Hari ini, ketika aku melangkahkan kaki untuk
kembali ke kota di mana aku mendewasakan diri dan mencari jati diri, hatiku
serasa teriris kembali. Melihat bagaimana bangunan tua penuh kenangan yang
dihancurkan untuk kemudian diganti dengan bagunan baru yang modern. Ya,
bangunan-bangunan yang menjadi saksi bisu atas kegagalanku meraihmu. Kau yang
sudah di depan mata, bahkan sudah berada di telapak tangan namun aku tak mampu
untuk menggenggamnya barang sedetik saja.
Menghirup aroma luka seakan sudah
menjadi suatu candu bagiku. Atau barangkali, aroma luka adalah
oksigen yang tepat bagi paru-paru bisu dan jantungku. Bayangmu yang ternyata
masih terselip di balik pori-pori kulit, selalu menahan tanganku yang hendak
membuka lembaran baru. Percuma saja ternyata. Berapa kali pun aku hendak
menjatuhkan diri ke dalam genggaman seseorang, pada akhirnya aku hanya akan
kembali teringat dirimu.

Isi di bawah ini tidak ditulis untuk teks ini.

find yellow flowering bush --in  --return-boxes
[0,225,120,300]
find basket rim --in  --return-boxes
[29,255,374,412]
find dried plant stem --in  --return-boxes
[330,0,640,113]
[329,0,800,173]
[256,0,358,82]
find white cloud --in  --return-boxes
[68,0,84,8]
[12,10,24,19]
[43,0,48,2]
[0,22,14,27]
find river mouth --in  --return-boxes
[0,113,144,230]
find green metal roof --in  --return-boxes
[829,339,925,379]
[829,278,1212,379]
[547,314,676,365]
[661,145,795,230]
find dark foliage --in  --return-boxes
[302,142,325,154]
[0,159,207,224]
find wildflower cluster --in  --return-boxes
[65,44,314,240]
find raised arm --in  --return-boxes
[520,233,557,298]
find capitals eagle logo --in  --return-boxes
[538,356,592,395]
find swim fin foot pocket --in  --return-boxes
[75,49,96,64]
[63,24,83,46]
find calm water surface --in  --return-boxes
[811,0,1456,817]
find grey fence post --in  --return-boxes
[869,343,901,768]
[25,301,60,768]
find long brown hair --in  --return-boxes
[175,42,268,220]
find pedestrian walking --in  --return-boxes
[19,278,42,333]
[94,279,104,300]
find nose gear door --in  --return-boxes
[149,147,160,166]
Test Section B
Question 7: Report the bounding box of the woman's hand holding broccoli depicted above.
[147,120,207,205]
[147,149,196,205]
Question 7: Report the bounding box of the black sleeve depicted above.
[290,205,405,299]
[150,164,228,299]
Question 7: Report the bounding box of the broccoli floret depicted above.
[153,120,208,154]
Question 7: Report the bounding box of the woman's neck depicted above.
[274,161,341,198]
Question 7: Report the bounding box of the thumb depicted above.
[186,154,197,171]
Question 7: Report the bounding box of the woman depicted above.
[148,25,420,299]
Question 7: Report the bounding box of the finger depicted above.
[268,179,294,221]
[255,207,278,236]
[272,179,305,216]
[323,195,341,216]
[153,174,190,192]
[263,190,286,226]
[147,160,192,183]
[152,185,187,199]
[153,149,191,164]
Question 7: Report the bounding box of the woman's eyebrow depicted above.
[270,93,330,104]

Aku hanya akan kembali teringingat saat-saat aku jatuh
sejatuh-jatuhnya ke dalam matamu. Bahkan setelah menjadi kenangan, kau tetap
tak bisa kumenangkan. Melenyapkan aksara yang aku rangkai dengan penuh asa.
Aku memiliki kesadaran penuh tentang
diriku. Aku yang selalu menempatkan tanda tanya di mana saja kaki ini hendak
melangkah dan di mana saja hati ini akan terjatuh pasrah. Tak ada keraguan
sedikit pun dalam keputusan yang aku buat, namun pada akhirnya aku hanya akan
terjatuh ke tanah. Hanya sesal yang tersisa dari masa silam. Kemudian
sekarang, meski aku berada di dalam ruang yang penuh dengan keindahan dan
kebahagiaan, tetap saja hambar yang terasa dan hanya kau yang berhasil kurasa.
Pandangan mataku hanya akan tertuju kepadamu, selalu.
Hati kita pernah saling berkejaran. Waktu
yang tak pernah kita anggap ada. Dan cinta, yang diam-diam menikam hati. Aku
berakhir dengan termangu dalam sebuah penantian panjang yang entah batasnya.
Meski sudah sejak lama kauputuskan untuk berhenti mengejar dan mengakhiri
penantian, aku masih di sini memandangi cemerlang birunya langit yang terlukis
indah pada nama dan hatimu. Masih saja kupercayai dengan sepenuh hati tentang
mimpi yang menempatkan kita berdua di antara gemerlap bintang-bintang akan
terwujud kelak di masa depan.
Cinta tak pernah salah menunjukkan jalan.
Akulah yang menjadi korban atas begitu berkuasanya akal daripada perasaan. Jika
aku putuskan untuk tetap bertahan entah sampai kapan, akankah Cupid memberiku
sekali lagi kesempatan untukku memiliki dirimu seutuhnya? Atau jika aku
putuskan untuk ikut mengakhiri penantian seperti yang kaulakukan, mampukah aku
mencintai lagi? Akankah Cupid membantuku untuk mendapatkan cinta yang lain?
Sekarang aku hanya bisa bertanya dengan
semesta dan berharap agar cinta akan mewujudkan dirinya lagi dalam bentuk yang
lain. Bertanya dan berharap perihal rasa yang tak lagi kaurasa.